I always think it's fascinating to hear the language people use to talk about a team's work. In standup, people will say they plan to "have that ticket moved over" today. The team's manager might talk about how "good the board looks" today. In a retrospective meeting at the end of a sprint, the team might talk positively about how quickly tickets were "moving across the board" during that sprint.

The people on the team actually doing the work know they're doing well when they've moved a ticket from one column to a column to the right of that column. This is what they optimize for: efficient ticket-moving.

The necessary work of software engineering that doesn't have a ticket on the board feels downward pressure. A thorough code review for one ticket takes ticket-moving time away from the reviewer. If there are issues to be corrected, then the ticket being reviewed is stalled in its own rightward journey.

QA people on the team are in a difficult position of doing their quality assurance on tickets that are just to the left of the ticket's final destination--the place we all want it to be.

The whole team is incentivized to make sure all the tickets on the board are in the right-most column on the final day of the sprint. As in Joel's anecdote above, bugs found later merely become new tickets to move from left-to-right in a future sprint. Long-term concerns like sound architecture don't have a place on the board. 

When a team judges its effectiveness based on the movement of virtual tickets from one status to another, it can lose sight of the big picture. Who is ultimately benefiting from these ticket movements? Why are we moving them exactly? Where do they come from?

I think it's important that teams talk about their work, at least occasionally, without mentioning tickets. What are we accomplishing at a higher level? What are our users saying about our work? How is the business that pays our salaries benefiting from our work?

Surely we're not just movin' tickets.

Vision

Vision is so important in software development. Without the engineers understanding the overall vision, they can't resolve ambiguity in their daily work without consulting someone who holds the vision.

If the engineers don't understand why they're doing any of these things, then they can't fill in the gaps logically. They can't suggest improvements, improvise, or have confidence that they're moving the organization closer to the vision. Teammates talk past each other. One person has more of the vision than another, but doesn't know that. Misunderstandings are common. The track being laid from each end doesn't meet up in the middle.

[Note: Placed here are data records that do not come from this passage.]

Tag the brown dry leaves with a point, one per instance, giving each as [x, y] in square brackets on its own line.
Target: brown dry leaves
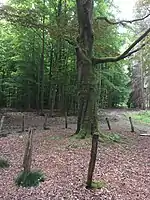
[124, 167]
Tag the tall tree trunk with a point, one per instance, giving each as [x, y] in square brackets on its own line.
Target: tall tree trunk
[87, 122]
[42, 70]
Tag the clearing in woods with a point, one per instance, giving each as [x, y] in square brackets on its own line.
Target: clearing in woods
[123, 166]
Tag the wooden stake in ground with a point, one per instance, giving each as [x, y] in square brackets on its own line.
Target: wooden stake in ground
[23, 122]
[66, 121]
[1, 123]
[45, 122]
[92, 160]
[108, 123]
[132, 127]
[28, 153]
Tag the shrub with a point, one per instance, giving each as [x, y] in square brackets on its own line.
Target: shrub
[29, 179]
[3, 163]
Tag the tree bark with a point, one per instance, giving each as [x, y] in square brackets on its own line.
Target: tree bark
[87, 122]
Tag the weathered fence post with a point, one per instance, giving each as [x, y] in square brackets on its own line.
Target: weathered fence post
[108, 123]
[1, 123]
[92, 160]
[132, 127]
[28, 153]
[23, 123]
[45, 122]
[66, 121]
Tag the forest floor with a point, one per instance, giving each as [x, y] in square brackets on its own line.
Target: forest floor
[124, 167]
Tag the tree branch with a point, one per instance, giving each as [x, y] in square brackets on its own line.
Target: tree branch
[125, 54]
[122, 22]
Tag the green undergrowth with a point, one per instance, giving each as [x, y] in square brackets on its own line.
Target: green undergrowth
[55, 137]
[4, 163]
[143, 116]
[110, 137]
[29, 179]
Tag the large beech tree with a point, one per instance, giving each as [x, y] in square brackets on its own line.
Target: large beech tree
[86, 62]
[87, 120]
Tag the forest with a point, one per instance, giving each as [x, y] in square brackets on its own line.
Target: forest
[73, 79]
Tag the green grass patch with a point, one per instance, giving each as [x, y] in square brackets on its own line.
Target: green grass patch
[4, 163]
[143, 116]
[56, 137]
[29, 179]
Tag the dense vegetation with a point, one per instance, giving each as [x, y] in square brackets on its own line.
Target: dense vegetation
[39, 71]
[49, 58]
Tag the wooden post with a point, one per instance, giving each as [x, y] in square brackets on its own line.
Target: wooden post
[1, 123]
[92, 160]
[66, 122]
[45, 122]
[28, 153]
[23, 122]
[108, 123]
[132, 127]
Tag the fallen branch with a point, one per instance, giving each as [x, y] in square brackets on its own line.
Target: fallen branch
[122, 22]
[126, 53]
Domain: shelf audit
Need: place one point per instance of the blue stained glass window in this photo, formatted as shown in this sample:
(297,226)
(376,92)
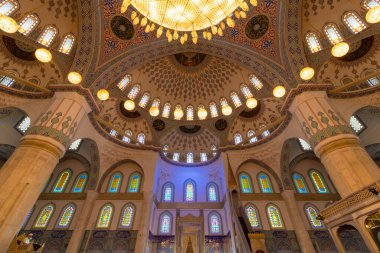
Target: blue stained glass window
(300,184)
(245,182)
(265,184)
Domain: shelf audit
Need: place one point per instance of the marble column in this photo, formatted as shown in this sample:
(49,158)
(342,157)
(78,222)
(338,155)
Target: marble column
(82,224)
(348,164)
(297,220)
(23,176)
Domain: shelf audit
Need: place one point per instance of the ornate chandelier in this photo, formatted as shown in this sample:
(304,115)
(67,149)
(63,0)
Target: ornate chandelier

Every little bit of vision transmission compounds in value. The decisions we make today form the foundation for work that comes later. A misunderstanding in vision today requires re-work tomorrow, a week from now, a month from now.

One of the things that can get left behind in the just-in-time fashion of Agile sprints is that the team can get lost in the weeds. We have to remember that we're building toward a significant milestone of some kind for the business, not just a random sequence of tasks.

It's difficult when backlog items are being entered by one person or a small group of people separate from the engineers and QAs who will be actually building and testing the stuff. They get queued up and drip-fed every two weeks to the broader team. But often there's no shared context transmitted to the whole team about what broad goal we're doing all these tasks for.

Sprint goals are tricky to set. But if a team can't ever seem to define a clear sprint goal, that's almost certainly a sign that the team is lacking a vision.

People like to make fun of heavyweight methodologies like SAFe, but doing a Program Increment Planning event--although tedious--sure does get everyone on the same page with a shared vision for the next few months of work.

Most of us are not working on the Manhattan Project--the end goal should not be obscured from the individuals making the parts. In fact, the end goal should be so clear to everyone that any person on the team could describe it clearly in their own words.